The Member States have to require listed companies to provide information to the competent authorities once a year about the gender representation on their boards and regarding the measures taken to attaining the target. The listed companies also have to publish that information in an appropriate and easily accessible manner on their websites.
The Member States have to lay down rules on penalties applicable to infringements by listed companies. The penalties must be effective, proportionate and dissuasive, and may comprise fines or the nullity or annulment declared by a judicial body of the selection of directors made contrary to the legislation.
The Directive does not apply to small and medium-sized enterprises, which are companies that employ less than 250 persons and have an annual turnover not exceeding €50 million or an annual balance sheet total not exceeding €43 million.

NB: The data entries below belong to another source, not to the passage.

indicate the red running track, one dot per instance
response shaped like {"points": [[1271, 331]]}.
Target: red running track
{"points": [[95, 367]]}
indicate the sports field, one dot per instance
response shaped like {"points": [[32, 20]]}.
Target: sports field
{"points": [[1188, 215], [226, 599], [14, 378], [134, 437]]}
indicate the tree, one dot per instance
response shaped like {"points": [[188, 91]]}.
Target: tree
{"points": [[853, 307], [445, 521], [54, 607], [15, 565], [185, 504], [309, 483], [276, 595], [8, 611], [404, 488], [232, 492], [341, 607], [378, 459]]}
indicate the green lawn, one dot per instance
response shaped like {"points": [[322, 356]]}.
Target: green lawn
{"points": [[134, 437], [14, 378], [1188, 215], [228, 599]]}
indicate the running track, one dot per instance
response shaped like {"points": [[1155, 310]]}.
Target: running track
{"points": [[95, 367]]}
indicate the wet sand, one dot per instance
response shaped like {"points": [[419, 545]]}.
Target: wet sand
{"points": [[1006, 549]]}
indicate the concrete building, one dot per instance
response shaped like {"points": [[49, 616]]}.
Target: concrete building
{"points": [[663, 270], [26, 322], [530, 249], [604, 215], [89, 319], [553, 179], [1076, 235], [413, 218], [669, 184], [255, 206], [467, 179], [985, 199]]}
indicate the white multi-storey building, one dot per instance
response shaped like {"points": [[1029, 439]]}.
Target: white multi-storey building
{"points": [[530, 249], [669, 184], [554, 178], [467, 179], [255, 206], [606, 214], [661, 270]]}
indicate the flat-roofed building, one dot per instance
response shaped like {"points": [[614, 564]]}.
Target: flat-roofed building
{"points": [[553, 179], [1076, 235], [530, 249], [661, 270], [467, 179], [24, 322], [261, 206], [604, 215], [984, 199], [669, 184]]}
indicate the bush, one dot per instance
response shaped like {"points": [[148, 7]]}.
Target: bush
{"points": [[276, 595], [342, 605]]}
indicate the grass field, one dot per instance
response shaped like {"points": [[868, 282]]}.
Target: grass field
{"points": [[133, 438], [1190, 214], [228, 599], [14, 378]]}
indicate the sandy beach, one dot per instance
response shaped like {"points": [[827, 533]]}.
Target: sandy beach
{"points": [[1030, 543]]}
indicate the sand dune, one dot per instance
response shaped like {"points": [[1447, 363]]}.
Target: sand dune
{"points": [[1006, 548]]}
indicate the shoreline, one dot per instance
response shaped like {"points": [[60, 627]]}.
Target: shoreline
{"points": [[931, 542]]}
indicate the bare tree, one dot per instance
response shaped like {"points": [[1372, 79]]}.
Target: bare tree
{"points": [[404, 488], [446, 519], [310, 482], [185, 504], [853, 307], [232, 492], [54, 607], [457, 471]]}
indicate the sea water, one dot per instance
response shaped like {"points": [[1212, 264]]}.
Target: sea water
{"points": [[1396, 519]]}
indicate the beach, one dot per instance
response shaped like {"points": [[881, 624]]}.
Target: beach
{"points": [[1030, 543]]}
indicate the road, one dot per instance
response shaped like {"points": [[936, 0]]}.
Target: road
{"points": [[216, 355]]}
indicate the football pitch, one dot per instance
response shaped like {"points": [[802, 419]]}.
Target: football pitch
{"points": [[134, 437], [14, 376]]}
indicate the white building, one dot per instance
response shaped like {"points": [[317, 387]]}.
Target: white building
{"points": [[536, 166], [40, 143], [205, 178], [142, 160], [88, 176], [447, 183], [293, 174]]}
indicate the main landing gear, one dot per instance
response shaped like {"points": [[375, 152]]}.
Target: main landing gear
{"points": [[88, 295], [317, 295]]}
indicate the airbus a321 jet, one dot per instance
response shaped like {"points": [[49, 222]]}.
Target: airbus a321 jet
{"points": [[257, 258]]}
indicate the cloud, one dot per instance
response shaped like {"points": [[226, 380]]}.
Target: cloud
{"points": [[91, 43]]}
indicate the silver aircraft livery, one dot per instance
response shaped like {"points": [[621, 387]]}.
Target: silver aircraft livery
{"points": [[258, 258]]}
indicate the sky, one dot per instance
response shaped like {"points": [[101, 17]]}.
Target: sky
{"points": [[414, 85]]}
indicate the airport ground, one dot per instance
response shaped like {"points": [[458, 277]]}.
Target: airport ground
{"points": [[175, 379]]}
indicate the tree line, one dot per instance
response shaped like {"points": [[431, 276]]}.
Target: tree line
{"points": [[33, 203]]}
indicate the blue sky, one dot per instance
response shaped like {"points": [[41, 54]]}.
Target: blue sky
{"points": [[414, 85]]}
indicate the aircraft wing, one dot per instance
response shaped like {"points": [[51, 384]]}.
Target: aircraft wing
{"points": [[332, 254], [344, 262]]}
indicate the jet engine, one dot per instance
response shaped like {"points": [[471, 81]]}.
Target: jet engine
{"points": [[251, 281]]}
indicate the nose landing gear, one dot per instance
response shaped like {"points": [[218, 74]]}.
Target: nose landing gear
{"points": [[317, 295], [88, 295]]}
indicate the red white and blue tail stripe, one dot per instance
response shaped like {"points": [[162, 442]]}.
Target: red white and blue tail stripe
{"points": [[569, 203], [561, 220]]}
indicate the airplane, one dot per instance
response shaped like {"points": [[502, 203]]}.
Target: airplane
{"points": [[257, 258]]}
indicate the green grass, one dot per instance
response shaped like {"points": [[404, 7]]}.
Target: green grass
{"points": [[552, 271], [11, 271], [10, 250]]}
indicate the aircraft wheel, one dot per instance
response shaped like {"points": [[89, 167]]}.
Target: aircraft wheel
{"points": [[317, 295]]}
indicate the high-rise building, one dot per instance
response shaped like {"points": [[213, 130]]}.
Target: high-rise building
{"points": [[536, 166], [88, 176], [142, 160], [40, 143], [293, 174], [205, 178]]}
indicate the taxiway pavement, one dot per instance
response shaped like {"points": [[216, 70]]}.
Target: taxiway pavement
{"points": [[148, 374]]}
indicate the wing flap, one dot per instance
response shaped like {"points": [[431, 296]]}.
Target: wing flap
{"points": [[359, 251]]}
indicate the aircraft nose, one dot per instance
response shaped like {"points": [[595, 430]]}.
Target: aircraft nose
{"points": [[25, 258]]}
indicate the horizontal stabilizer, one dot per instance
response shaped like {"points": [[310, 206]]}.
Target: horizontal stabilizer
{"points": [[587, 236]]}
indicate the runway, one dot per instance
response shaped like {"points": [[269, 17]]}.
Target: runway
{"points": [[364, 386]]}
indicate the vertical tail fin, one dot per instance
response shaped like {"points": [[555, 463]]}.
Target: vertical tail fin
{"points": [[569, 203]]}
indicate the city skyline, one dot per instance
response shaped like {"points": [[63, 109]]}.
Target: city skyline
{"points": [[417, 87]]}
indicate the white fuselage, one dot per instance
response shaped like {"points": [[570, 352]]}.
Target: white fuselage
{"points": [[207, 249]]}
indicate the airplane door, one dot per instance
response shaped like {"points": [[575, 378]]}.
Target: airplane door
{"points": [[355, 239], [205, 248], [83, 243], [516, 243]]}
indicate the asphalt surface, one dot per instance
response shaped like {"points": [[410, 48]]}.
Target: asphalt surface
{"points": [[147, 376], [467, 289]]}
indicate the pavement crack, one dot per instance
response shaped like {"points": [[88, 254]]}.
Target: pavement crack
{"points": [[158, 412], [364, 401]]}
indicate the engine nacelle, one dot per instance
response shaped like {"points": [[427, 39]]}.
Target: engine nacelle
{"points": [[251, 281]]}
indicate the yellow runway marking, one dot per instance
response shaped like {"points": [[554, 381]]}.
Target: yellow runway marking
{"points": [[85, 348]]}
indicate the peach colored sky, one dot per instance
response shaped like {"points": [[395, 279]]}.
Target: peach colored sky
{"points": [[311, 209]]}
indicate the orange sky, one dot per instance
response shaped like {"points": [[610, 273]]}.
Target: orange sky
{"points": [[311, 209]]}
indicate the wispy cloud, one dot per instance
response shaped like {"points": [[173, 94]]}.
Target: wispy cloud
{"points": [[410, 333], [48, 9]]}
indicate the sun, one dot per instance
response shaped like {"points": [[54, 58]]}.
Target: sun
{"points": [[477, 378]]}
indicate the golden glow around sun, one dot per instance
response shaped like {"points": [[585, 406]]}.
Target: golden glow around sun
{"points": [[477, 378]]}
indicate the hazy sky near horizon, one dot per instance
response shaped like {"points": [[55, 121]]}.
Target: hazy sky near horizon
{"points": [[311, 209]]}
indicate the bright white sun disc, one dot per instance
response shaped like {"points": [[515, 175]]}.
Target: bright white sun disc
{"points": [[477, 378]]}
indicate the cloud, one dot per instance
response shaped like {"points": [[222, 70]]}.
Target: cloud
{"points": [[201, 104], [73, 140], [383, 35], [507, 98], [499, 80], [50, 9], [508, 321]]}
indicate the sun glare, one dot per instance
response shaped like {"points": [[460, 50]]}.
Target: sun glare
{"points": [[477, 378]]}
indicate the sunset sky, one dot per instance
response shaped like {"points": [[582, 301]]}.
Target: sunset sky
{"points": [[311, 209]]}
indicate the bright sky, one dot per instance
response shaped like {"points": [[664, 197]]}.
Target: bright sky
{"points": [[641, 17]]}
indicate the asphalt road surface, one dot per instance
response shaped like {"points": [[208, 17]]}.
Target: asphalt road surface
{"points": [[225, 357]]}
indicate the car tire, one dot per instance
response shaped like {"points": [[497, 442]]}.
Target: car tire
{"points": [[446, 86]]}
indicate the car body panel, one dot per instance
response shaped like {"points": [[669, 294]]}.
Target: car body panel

The provisional agreement has to be formally approved by the European Parliament and the European Council. Member States have to implement the Directive two years after it has been adopted. However, if a Member State already took certain measures to ensure the gender parity on boards of listed companies, it is possible to suspend the implementation of the objectives of the Directive. Therefore, the Netherlands could implement the Directive at a later moment. For other Member States – the ones that did not took certain measures to ensure the gender parity on boards – the Directive needs to be implemented and listed companies will need to comply with the regulations by 30 June 2026.